聽到古鑠的聲音,何平低頭看去,見到是古鑠,便降落下來:
“小弟,你怎麼來了?”
“我來東部曆練,路過這裡。”
何平抬頭看了一眼山峰上的於凡海,對古鑠道:“你留在這裡,我先去見於前輩。”
古鑠點點頭,何平便向著山峰行去。
“何道友!”又一個元嬰修士落了下來,和何平肩並肩,回頭看了一眼古鑠:“那個小家夥是誰?”

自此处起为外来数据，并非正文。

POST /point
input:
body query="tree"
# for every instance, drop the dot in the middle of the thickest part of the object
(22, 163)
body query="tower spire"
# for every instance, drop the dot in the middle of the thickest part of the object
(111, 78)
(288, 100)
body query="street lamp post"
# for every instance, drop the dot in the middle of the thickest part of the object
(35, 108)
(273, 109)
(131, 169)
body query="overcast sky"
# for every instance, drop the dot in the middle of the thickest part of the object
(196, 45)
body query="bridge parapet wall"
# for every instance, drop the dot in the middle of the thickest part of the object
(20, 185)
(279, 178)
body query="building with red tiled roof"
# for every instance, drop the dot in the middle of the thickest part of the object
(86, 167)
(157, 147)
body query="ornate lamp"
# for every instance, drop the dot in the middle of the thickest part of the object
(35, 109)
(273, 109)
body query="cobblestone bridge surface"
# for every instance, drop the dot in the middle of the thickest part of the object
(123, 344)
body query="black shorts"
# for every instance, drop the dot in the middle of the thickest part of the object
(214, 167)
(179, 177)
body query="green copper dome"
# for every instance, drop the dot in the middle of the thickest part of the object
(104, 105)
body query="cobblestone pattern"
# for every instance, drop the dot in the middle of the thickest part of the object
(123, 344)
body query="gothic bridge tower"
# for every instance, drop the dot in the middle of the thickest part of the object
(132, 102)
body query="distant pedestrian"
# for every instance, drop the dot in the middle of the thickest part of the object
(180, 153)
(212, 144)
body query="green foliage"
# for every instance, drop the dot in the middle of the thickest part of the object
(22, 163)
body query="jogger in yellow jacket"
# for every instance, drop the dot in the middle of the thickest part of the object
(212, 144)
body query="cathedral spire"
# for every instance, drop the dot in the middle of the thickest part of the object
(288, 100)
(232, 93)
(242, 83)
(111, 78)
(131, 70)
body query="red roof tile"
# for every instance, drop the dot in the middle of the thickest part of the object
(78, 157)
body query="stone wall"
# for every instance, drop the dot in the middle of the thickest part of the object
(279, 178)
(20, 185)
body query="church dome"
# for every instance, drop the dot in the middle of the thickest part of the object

何平看了一眼身旁人,他也是太嶽宗的修士,是他的師弟,武行一。
“古鑠!”
“哦?就是在古道中幫了你大忙的那個?”
何平點點頭:“算是救命之恩吧。”
“他這次?”
“說是來東部遊曆。”
武行一也知道古鑠的事情,看來和何平的感情也很好,想起古鑠那蒼老的麵容,不由歎息了一聲:
“可惜了!”
瑰麗的晚霞想西方的天際,雲海,山水都染上了絢爛的色彩。黃昏的涼風在林間刮過,古鑠站在這涼風與霞光裡,向著山峰之上望去。
那山峰之上,於凡海負手而立,一閃蔚藍色長袍在微風中飄蕩,風采翩然。
一個個修士走上了山巔,向著那於凡海施禮,於凡海便點點頭,那些修士便來到了於凡海的身後,順著於凡海的目光,望向了白骨宗的廢墟。